# No Tow Hooks!



## brian v (Dec 25, 2011)

Translation ( NonExistant ) you can always go out of yer way and bolt up a hook onto yer front end some where under there .


----------



## dmaxpwr (Nov 29, 2013)

Enjoy the storm!!


----------



## Merc6 (Jun 8, 2013)

http://www.cruzetalk.com/forum/11-a...d-gm-forget-put-recovery-hook-these-cars.html

Has anyone took the entire bumper covers off and found the spot the tow hook screws on?
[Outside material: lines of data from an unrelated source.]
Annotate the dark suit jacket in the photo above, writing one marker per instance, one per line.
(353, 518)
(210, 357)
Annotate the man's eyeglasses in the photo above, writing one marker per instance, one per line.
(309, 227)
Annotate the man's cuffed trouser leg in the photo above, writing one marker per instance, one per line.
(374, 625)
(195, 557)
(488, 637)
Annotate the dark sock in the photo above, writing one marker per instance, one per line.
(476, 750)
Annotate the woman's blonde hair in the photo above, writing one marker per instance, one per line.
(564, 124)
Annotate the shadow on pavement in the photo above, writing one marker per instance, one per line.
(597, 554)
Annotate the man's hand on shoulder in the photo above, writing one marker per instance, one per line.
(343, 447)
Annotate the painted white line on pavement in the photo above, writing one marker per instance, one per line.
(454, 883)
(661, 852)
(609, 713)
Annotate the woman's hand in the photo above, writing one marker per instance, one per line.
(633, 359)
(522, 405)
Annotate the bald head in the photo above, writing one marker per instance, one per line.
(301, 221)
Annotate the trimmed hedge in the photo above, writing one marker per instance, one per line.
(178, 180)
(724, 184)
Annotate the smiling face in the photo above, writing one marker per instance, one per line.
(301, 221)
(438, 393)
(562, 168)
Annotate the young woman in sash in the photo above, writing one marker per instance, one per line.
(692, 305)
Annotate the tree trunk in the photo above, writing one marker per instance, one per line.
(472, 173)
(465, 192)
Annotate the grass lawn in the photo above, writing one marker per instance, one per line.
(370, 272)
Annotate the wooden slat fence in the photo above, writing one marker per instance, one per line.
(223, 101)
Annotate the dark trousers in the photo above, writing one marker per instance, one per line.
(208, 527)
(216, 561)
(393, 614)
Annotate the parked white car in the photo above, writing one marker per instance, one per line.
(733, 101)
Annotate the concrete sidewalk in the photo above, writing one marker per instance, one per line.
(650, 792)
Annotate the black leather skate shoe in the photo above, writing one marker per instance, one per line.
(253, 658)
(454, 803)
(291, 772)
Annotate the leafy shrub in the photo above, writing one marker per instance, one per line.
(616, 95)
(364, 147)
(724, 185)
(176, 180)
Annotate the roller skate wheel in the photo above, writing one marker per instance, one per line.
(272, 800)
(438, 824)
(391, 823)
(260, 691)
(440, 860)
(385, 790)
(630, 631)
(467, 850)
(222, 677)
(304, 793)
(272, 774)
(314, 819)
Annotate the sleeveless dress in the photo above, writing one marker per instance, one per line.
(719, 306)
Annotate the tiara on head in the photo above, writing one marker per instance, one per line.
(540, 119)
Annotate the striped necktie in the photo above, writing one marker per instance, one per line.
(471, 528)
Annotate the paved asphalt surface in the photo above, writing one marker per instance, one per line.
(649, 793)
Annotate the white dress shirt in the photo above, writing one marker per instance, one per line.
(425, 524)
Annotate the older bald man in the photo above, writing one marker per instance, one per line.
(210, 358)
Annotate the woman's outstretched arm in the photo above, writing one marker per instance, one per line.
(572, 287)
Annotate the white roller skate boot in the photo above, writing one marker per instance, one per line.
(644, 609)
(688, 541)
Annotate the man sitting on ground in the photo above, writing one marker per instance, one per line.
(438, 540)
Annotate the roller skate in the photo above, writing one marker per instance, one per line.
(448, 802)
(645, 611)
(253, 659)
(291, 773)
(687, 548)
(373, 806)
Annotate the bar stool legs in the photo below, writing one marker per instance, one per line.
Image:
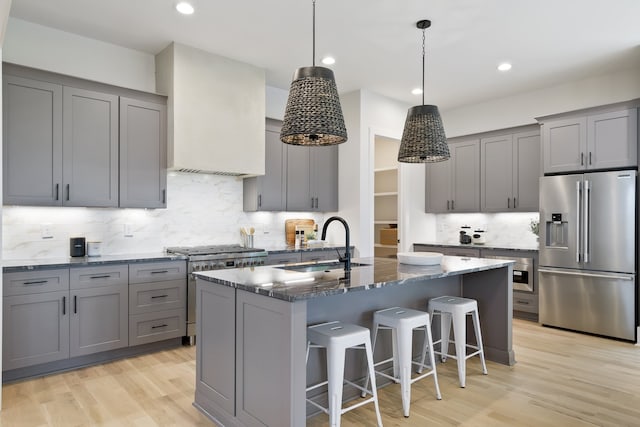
(402, 322)
(336, 337)
(455, 310)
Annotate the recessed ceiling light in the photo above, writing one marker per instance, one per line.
(184, 8)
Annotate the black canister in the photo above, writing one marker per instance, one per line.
(77, 246)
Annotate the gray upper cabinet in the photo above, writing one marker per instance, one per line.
(454, 185)
(312, 178)
(268, 192)
(71, 142)
(143, 154)
(90, 148)
(593, 140)
(32, 142)
(509, 172)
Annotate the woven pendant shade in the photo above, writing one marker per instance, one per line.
(423, 139)
(313, 115)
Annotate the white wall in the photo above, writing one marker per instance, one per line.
(523, 108)
(54, 50)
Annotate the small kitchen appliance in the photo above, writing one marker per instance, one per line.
(76, 246)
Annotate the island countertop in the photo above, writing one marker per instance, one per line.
(289, 283)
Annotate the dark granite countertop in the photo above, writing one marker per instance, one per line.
(506, 247)
(9, 266)
(291, 285)
(289, 248)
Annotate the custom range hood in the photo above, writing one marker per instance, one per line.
(216, 112)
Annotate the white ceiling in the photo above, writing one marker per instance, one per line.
(375, 42)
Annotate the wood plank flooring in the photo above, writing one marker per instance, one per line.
(561, 379)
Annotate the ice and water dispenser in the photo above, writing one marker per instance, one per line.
(556, 230)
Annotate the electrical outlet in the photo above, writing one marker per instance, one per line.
(45, 231)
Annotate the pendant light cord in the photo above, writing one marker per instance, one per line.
(423, 61)
(314, 34)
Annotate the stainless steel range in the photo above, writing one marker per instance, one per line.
(215, 257)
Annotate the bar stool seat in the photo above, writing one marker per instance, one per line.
(456, 310)
(337, 337)
(402, 322)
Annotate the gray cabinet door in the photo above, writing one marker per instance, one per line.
(612, 139)
(99, 319)
(324, 178)
(143, 154)
(32, 142)
(298, 179)
(497, 173)
(35, 329)
(466, 176)
(438, 187)
(564, 144)
(90, 148)
(526, 181)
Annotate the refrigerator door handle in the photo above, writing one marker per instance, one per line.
(579, 216)
(584, 274)
(585, 224)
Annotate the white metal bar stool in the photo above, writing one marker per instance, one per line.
(402, 322)
(456, 309)
(336, 337)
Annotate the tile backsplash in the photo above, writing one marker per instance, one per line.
(508, 229)
(202, 209)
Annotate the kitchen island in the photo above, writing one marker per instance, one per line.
(251, 326)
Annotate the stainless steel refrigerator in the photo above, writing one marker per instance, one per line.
(587, 268)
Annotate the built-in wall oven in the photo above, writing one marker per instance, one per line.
(523, 280)
(207, 258)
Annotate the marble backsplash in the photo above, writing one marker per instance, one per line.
(202, 209)
(508, 229)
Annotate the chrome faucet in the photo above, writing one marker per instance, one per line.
(347, 255)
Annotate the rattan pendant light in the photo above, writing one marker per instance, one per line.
(313, 115)
(423, 139)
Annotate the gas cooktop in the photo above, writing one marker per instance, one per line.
(212, 250)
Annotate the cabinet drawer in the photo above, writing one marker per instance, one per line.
(162, 325)
(320, 255)
(525, 302)
(283, 258)
(91, 277)
(157, 271)
(157, 296)
(34, 282)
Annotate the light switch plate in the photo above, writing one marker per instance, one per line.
(45, 231)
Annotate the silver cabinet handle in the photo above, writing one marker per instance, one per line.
(578, 225)
(597, 275)
(585, 227)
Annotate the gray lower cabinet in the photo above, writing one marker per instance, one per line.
(99, 309)
(90, 148)
(143, 154)
(268, 192)
(32, 142)
(510, 171)
(312, 178)
(35, 329)
(157, 301)
(454, 185)
(597, 139)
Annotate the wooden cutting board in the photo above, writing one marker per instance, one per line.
(290, 228)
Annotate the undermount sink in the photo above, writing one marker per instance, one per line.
(321, 266)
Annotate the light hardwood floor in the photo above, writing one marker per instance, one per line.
(561, 379)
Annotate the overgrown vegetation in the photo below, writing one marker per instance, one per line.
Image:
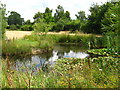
(99, 72)
(96, 72)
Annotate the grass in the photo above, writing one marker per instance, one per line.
(66, 73)
(90, 41)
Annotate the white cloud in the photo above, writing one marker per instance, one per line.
(28, 8)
Sent from AutoGuide.com App


----------



## kylevh21 (Mar 3, 2012)

Yea I found out the hard way


----------



## NickD (Dec 10, 2011)

kylevh21 said:


> Yea I found out the hard way


What did you find except for a bunch of plastic? Was looking for a spot to hook the hold down straps for our kayak. Just told my wife, lets use the Supra instead. Besides, its a foot shorter and she is short, need her to guide the rear especially in the wind. Its a 14 foot long tandem and the Supra has a huge roll bar under the roof, can stand on it without putting a dent in it.


----------



## Toothless (Apr 7, 2013)

NickD said:


> What did you find except for a bunch of plastic? Was looking for a spot to hook the hold down straps for our kayak. Just told my wife, lets use the Supra instead. Besides, its a foot shorter and she is short, need her to guide the rear especially in the wind. Its a 14 foot long tandem and the Supra has a huge roll bar under the roof, can stand on it without putting a dent in it.
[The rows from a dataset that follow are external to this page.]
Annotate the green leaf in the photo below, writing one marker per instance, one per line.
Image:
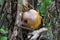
(3, 31)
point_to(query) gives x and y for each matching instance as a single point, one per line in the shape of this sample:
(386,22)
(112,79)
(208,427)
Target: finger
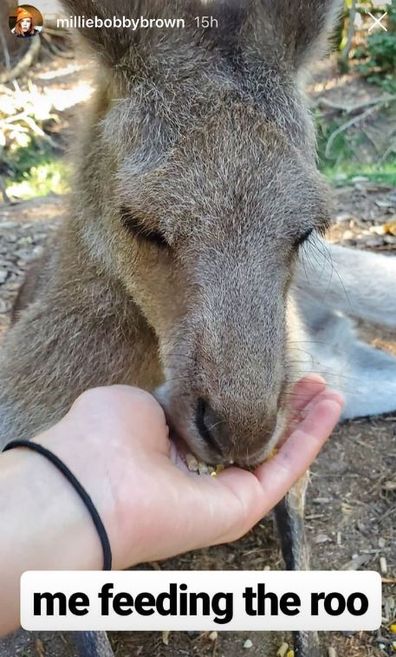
(303,445)
(304,395)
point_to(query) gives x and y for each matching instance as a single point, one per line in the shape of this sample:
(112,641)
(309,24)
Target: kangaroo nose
(212,427)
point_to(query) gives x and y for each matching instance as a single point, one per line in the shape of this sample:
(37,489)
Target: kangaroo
(188,263)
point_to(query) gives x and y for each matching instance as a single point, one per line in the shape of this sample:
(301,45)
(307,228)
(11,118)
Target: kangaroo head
(197,189)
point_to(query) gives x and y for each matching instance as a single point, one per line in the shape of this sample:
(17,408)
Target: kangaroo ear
(293,31)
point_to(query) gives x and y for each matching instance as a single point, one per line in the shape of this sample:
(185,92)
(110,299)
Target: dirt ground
(351,506)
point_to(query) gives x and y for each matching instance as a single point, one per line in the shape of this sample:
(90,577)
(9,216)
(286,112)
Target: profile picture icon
(25,21)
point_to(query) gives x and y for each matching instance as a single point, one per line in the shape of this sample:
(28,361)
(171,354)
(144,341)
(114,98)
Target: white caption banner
(201,600)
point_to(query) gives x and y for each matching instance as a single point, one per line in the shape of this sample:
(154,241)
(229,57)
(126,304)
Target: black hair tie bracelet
(104,539)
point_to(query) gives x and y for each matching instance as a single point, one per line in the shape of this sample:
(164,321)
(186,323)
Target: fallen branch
(24,64)
(351,109)
(354,121)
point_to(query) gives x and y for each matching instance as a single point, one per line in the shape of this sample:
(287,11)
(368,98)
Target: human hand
(115,440)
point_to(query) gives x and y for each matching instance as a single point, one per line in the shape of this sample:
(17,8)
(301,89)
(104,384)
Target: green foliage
(379,55)
(34,171)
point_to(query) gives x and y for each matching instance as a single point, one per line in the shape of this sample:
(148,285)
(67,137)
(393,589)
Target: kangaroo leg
(289,517)
(357,283)
(366,376)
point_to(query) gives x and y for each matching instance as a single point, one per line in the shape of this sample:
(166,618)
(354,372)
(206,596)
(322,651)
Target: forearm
(45,527)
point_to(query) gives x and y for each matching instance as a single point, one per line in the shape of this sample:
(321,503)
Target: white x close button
(377,22)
I had this problem trying to tie down my kayaks! GM is weird!


----------



## NickD (Dec 10, 2011)

Toothless said:


> I had this problem trying to tie down my kayaks! GM is weird!


Guess they call this assuming, 04 Cavalier had tow hooks, assumed the Cruze had them as well.

Guess what!


----------



## Rochas (May 27, 2013)

My front bumper has a removable section that I assume covers the tow hook...?


----------



## Toothless (Apr 7, 2013)

Rochas said:


> My front bumper has a removable section that I assume covers the tow hook...?


 Yes. I have learned that the european/ Australian version does how tow hooks, but the US version does not.


----------



## NickD (Dec 10, 2011)

Rochas said:


> My front bumper has a removable section that I assume covers the tow hook...?


It does, but a tad apprehensive about attaching a chain to a condenser, radiator, or an intercooler hose. 

https://www.google.com/search?q=Aft...iFKi4yAGbiYCYBg&ved=0CEwQsAQ&biw=1280&bih=871

Shows some google images for aftermarket tow hooks, gives the impression that the Cruze is not the only vehicle with this issue.


----------



## Jim Frye (Mar 16, 2011)

How do they tie them down on the trains and trucks for delivery? I bet the OM says to use a flatbed truck or wheel lift tow for emergency towing.


----------



## Robby (Mar 1, 2013)

Jim,
There are special chains that have a slide/block on the end and this block section slides into the subframe rail under the car.
Looks like a slot....maybe an inch/inch and a half long with a circle cutout.
The block is inserted into the circle end and then slides into the chassis to the front or rear.....the chain is then cinched down for transport or a cable is attached to it for flatbed loading/tie down.

Rather simple once you see one and damage free as well.

If you ever see a fletbed operator that looks like he's not in too big a hurry, ask to see the adapters.

Rob


----------



## NickD (Dec 10, 2011)

Ah, another special tool so they can save a bolt, nut, or in this case, a hook.


----------